From an official Twitter page dedicated to recounting which trains are running behind schedule, which has reported eight different delays on 14 lines over the past four hours alone ...

... to nightmarish tales of finding bedbugs on the seats of Chicago's CTA, to getting stuck on the train for so long that your entire subway car devolves into a karaoke session, featuring DMX's "Party Up (Up In Here)," because yelling "Y'all gon' make me lose my mind" just hits differently after being trapped underground for two hours ...

.... public transit throughout most of the United States definitely, erm, has its issues. Yet, reader, not all hope is lost. There is apparently a God of public transit after all: Mercury, and some poor soul created a shrine in an attempt to appease his infamous ire. 

Earlier this week, Twitter user @russ_owl came across a full-on altar dedicated to Mercury, the Roman God of "shopkeepers and merchants, travelers and transporters of goods, and thieves and tricksters," at the Utica Avenue A/C station in Brooklyn's Bed-Stuy neighborhood.
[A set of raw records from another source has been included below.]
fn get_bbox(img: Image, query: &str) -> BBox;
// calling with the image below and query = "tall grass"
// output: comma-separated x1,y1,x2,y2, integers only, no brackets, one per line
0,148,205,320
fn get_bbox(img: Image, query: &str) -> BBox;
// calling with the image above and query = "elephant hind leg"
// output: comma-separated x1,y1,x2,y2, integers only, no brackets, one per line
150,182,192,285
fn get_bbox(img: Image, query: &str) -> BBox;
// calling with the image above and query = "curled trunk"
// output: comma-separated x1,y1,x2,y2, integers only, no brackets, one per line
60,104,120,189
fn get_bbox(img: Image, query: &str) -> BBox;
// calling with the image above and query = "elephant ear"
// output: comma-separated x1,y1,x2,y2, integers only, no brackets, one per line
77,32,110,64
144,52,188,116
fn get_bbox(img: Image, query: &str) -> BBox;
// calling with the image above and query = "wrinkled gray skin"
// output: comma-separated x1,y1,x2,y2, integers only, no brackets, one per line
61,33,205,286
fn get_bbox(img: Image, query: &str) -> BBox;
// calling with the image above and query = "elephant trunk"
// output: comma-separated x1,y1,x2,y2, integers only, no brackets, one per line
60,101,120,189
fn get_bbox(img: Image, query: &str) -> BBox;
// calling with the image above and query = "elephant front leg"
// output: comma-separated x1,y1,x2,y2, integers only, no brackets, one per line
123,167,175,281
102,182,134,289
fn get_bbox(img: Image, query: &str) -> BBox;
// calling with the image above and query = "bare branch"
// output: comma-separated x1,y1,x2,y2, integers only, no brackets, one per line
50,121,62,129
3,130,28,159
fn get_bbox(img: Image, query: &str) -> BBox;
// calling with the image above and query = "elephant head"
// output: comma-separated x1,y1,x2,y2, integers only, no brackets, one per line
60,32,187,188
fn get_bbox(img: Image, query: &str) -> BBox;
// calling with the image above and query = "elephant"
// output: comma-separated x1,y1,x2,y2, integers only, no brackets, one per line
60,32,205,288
Depicting what appears to be a hand-drawn portrait of the God underneath his associated symbols and the word "traveller" written in a Roman-inspired script, various, and likely exasperated, commuters have offered several items to his shrine, including dice, flowers, fake candles, a metro card, and of course, a slip of paper that seems to read "may all your trains be on time." Although admittedly skeptical, I'm truly hoping this shrine works -- we really do need a miracle at this point. 

Yet this isn't the first time commuters have attempted to appease Mercury. In October 2001, artist John Woodrow Kelly created a painting depicting the God for Brooklyn's Clinton-Washington Avenue G train station, a piece he says "represents infinity, the unknown the human soul proceeds towards." 

I always thought that my human soul proceeded towards work/the closest Starbucks when riding the G, but good on you for thinking big Mr. Kelly. I truly appreciate your visionary eye, which is still on display at the station to this day.